An ultrarapid phase of cellular recovery, as measured in liquid holding type experiments, was studied in stationary-phase human fibroblasts exposed to bleomycin or cobalt-60 γ-irradiation yielding comparable levels of cell killing. This rapid recovery was both faster and considerably greater in magnitude after bleomycin treatments. Bleomycin survival curves were multiphasic, indicating the presence of treated cells with varying sensitivities either at the beginning of treatments or as a result of resistance which developed during the treatment period.
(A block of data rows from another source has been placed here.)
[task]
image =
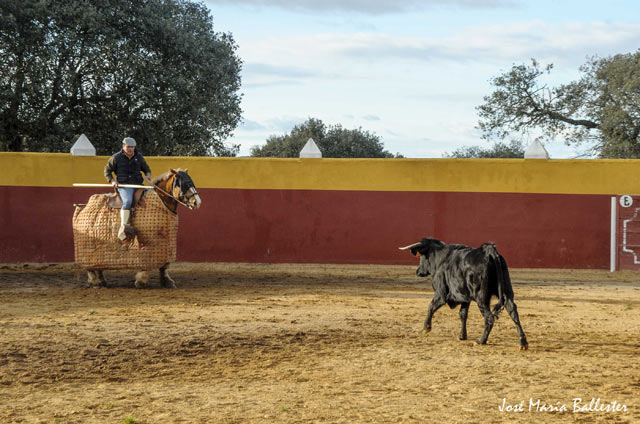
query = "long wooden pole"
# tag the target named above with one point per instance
(109, 185)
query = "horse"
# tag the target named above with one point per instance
(152, 245)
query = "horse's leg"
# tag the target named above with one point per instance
(165, 279)
(142, 278)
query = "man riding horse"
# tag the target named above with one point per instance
(127, 165)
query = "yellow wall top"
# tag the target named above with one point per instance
(593, 176)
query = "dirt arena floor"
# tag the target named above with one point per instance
(238, 343)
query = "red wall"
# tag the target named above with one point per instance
(308, 226)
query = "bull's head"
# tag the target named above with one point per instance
(423, 249)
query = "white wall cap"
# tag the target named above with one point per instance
(83, 147)
(310, 150)
(536, 151)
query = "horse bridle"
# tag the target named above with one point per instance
(174, 184)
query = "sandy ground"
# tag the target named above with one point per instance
(239, 343)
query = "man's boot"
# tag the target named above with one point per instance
(124, 220)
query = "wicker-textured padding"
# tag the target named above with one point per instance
(95, 229)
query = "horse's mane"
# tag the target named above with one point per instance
(164, 177)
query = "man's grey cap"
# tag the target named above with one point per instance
(128, 141)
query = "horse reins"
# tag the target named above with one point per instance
(173, 187)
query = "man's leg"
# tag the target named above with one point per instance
(126, 194)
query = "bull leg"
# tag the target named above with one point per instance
(513, 311)
(96, 278)
(464, 312)
(488, 322)
(436, 303)
(142, 278)
(165, 279)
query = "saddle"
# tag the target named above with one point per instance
(115, 202)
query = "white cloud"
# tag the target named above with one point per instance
(307, 56)
(374, 7)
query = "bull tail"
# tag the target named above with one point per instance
(497, 260)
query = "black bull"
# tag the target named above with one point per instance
(462, 274)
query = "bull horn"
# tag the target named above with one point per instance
(410, 246)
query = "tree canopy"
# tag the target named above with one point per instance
(515, 149)
(333, 141)
(600, 109)
(154, 70)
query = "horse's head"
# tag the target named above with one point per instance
(185, 190)
(177, 186)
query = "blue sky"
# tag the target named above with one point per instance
(411, 71)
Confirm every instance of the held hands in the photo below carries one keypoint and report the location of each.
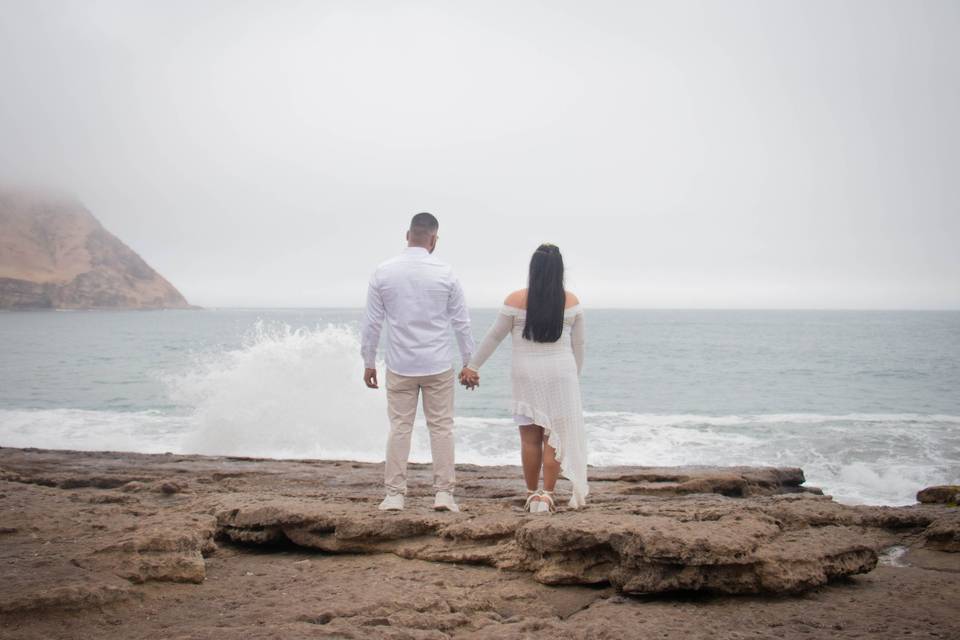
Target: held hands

The amount of both ultrarapid (within 2 to 10 min) and slower recovery was dose dependent after irradiation with 200 to 800 rads or 30-min exposures to bleomycin (5 to 100 µg/ml). Following belomycin treatments resulting in surviving fractions of 1 to 2%, survival increased up to 8-fold after only 2 min of posttreatment incubation. This rapid increase in survival was followed by a slower increase over time periods up to 3 h. In contrast, the rates of cellular recovery after γ-irradiation were more gradual from 0 to 3 h. Recovery at all posttreatment intervals was always greater after bleomycin than after γ-treatments, following doses yielding 1 to 50% survival. The ultrarapid component of cellular recovery after bleomycin treatments may have implications for both clinical cancer management and cellular studies directed toward determining mechanisms of action of belomycin.


This paper has been numbered University of Rochester Report UR-3490-2036.